Assim, Argan mostra como o monumento, ao constituir-se em manifestação dos valores da autoridade, constitui-se do mesmo modo em seu fundamento; longe de ser a base da arquitetura de prédios e sedes individuais do poder, permeia a racionalidade mesma que desenha a própria cidade. Esta, para ele, é em si mesma, em seu traçado, uma estrutura monumental. Então, vemos, com a ajuda de Argan, que o caráter fundamental do monumento reside na sua função de representação e que ele tem sempre um conteúdo ou um significado ideológico. "Destinado a representar a estabilidade de certos valores ideais, ele funda-se sobre o princípio da autoridade e sobre a história" (idem, p. 45).

Essa discussão sobre as ligações entre o planejamento da cidade, visto como estratégia do poder de construir uma representação espacial exemplar de seus valores, é apoiada pelas idéias de David Freedberg (1994) em seu livro The Power of the Images. Studies in the History and Theory of Response, sobre as funções que uma imagem poderia ter. Para ele, "Através dos tempos foi sendo construída uma 'total assunção da efetividade das imagens' – ao ponto de que elas têm o potencial de afetar mesmo (ou talvez especialmente) os mais jovens dos espectadores e afetá-los não apenas emocionalmente, mas de maneiras que têm conseqüências comportamentais de longa duração" (idem, p. 4).

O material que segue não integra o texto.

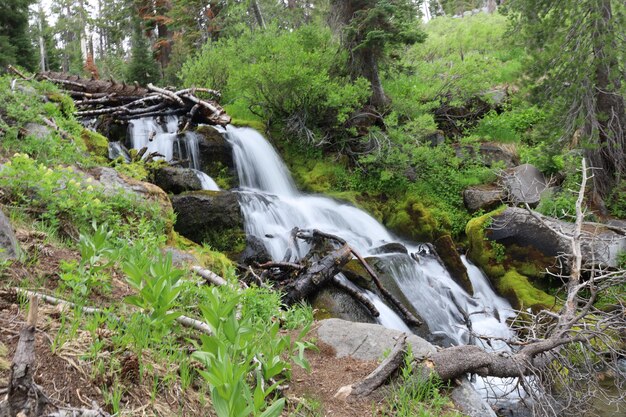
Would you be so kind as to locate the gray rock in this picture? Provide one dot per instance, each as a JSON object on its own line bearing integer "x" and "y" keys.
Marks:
{"x": 37, "y": 130}
{"x": 600, "y": 246}
{"x": 180, "y": 258}
{"x": 211, "y": 217}
{"x": 216, "y": 155}
{"x": 177, "y": 180}
{"x": 483, "y": 197}
{"x": 255, "y": 251}
{"x": 524, "y": 184}
{"x": 469, "y": 402}
{"x": 333, "y": 302}
{"x": 366, "y": 341}
{"x": 489, "y": 154}
{"x": 9, "y": 247}
{"x": 393, "y": 247}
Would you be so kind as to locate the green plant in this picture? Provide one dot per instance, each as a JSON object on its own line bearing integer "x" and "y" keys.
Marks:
{"x": 415, "y": 394}
{"x": 243, "y": 358}
{"x": 96, "y": 255}
{"x": 158, "y": 284}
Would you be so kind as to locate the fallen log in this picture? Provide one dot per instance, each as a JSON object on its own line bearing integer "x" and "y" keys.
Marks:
{"x": 316, "y": 275}
{"x": 379, "y": 375}
{"x": 124, "y": 101}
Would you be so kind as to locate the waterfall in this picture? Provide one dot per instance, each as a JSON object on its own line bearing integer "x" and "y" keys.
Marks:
{"x": 164, "y": 139}
{"x": 272, "y": 206}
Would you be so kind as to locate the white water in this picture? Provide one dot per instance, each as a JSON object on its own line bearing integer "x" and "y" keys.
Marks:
{"x": 272, "y": 207}
{"x": 164, "y": 139}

Essa longa digressão sobre a construção da imagem da cidade e seus monumentos como a construção da imagem desejada pelo poder pretende auxiliar nosso entendimento dos modos como as relações entre o ambiente intelectual, político e ideológico informam a concepção dos monumentos que estudamos neste artigo. A tendência de aceitar-se o caráter exemplar, ou "educativo", das imagens deve estar presente ao pensarmos o papel que as idéias dos governantes, sobre os projetos dos monumentos que encomendam, desempenham no diálogo com as formas de representação escolhidas pelos artistas. Tais idéias e formas fazem parte de um repertório que, como vimos, está associado a um contexto de disputas em que a estética e a ideologia misturam-se.

V. STENZEL E COZZO

Erbo Stenzel, filho de imigrantes austríacos e alemães, nasceu em Curitiba em 17 de dezembro de 1911 e morreu na mesma cidade em 1980. Estudou com Frederico Lange de Morretes, que tinha sido aluno de Andersen e fazia parte do grupo Paranista assim como Turin, e por influência do último passa a dedicar-se à escultura. Em 1939, com a ajuda de amigos que iniciaram uma movimentação na imprensa, Stenzel ganhou uma bolsa de estudos na Escola Nacional de Belas Artes, onde estudou com outro paranista, Zaco Paraná, permanecendo no Rio por 11 anos. Lá participou de várias edições do Salão Nacional e conviveu com artistas, entre os quais Humberto Cozzo, com quem trabalharia no projeto do Monumento ao Centenário do Paraná.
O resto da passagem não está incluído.